Projeto popular no Instagram reúne fotografias de bailarinas posando em cartões postais do Cairo

Por Diogo Bercito

Não há muita delicadeza no dia a dia do Cairo. O trânsito, nessa que é a maior capital árabe, parece estar em contínuo engarrafamento. Buzinas, britadeiras, gritos. Uma nuvem de poeira e poluição cobre o horizonte durante boa parte do ano, prejudicando a saúde das 20 milhões de pessoas que vivem em sua área urbana.

Mas, contestando essa imagem, o fotógrafo Mohamed Taher tem trabalhado há mais de um ano em seu projeto “Bailarinas do Cairo”. Em parceria com o colega Ahmed Fathy, ele reúne imagens de bailarinas em diversos pontos da cidade, na expectativa de alterar a percepção da cidade. A iniciativa é inspirada no Ballerina Project, que tem uma proposta semelhante.

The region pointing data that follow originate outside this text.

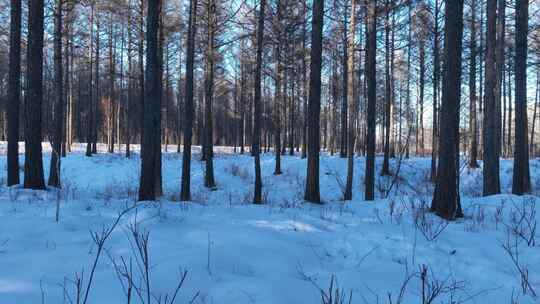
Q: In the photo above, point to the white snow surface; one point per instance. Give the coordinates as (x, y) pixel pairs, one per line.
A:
(279, 252)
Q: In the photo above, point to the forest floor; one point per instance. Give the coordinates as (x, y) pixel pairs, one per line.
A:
(387, 251)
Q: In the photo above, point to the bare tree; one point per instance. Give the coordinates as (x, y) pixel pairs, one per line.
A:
(446, 201)
(185, 193)
(314, 107)
(14, 93)
(257, 196)
(521, 182)
(371, 49)
(33, 161)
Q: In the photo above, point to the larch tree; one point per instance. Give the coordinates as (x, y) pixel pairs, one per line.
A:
(33, 161)
(14, 93)
(312, 193)
(185, 192)
(152, 91)
(371, 49)
(351, 104)
(521, 182)
(473, 127)
(446, 200)
(257, 196)
(209, 180)
(58, 108)
(491, 138)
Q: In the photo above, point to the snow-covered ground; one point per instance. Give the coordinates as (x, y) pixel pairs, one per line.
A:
(280, 252)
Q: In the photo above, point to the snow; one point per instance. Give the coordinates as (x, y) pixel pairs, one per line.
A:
(280, 252)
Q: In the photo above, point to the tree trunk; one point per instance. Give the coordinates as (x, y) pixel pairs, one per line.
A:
(371, 49)
(33, 161)
(314, 106)
(147, 189)
(278, 96)
(209, 181)
(90, 110)
(473, 128)
(352, 104)
(185, 194)
(535, 113)
(14, 93)
(304, 82)
(491, 133)
(436, 83)
(446, 201)
(387, 92)
(257, 197)
(521, 182)
(344, 90)
(58, 114)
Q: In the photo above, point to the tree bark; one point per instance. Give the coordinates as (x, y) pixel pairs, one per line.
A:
(58, 114)
(352, 104)
(491, 136)
(314, 106)
(521, 182)
(446, 201)
(257, 196)
(147, 188)
(209, 181)
(33, 161)
(14, 93)
(185, 194)
(473, 127)
(371, 49)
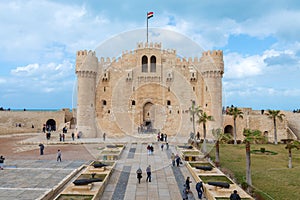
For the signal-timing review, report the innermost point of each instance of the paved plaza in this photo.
(37, 175)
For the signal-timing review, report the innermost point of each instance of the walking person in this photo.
(151, 149)
(41, 149)
(187, 184)
(235, 196)
(173, 159)
(58, 155)
(139, 174)
(184, 193)
(200, 189)
(178, 160)
(162, 146)
(148, 171)
(2, 162)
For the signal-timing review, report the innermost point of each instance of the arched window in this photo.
(153, 64)
(168, 103)
(133, 102)
(144, 64)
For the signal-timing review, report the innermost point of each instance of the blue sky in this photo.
(260, 41)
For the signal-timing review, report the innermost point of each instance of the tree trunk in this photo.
(248, 164)
(234, 131)
(194, 129)
(290, 158)
(217, 160)
(275, 131)
(204, 139)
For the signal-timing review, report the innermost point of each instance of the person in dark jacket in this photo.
(1, 162)
(200, 189)
(235, 196)
(139, 174)
(41, 149)
(187, 184)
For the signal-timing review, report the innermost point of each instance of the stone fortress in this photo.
(149, 89)
(146, 90)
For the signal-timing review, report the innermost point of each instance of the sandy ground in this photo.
(11, 149)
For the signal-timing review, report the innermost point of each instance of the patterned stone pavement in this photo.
(32, 179)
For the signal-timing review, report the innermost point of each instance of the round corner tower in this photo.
(86, 71)
(212, 69)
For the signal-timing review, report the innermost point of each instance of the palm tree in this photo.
(194, 110)
(235, 113)
(250, 136)
(290, 146)
(203, 118)
(275, 114)
(219, 136)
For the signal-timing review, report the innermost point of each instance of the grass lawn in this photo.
(271, 177)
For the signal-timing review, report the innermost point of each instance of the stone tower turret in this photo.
(212, 69)
(86, 71)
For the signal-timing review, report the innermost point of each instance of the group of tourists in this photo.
(176, 160)
(162, 137)
(139, 173)
(150, 149)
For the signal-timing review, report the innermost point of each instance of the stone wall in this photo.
(29, 121)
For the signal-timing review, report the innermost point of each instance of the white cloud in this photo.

Em entrevista à rede de TV Al Arabiya Taher afirmou ter escolhido as bailarinas como maneira de contraste com a brutalidade da cidade. “Queríamos mostrar o contraste entre a beleza e a delicadeza do balé, misturado com os pontos turísticos do Cairo. Há um conflito entre a arte do balé e o Cairo, uma dura cidade onde viver é considerado estressante.”

O projeto envolveu, também, o estresse de fotografar as bailarinas em bairros conservadores do Cairo. Em um deles, um homem aproximou-se dos artistas e disse que era vergonhoso retratar mulheres vestidas daquela maneira, em tais posições. “Eu disse a ele que é arte.”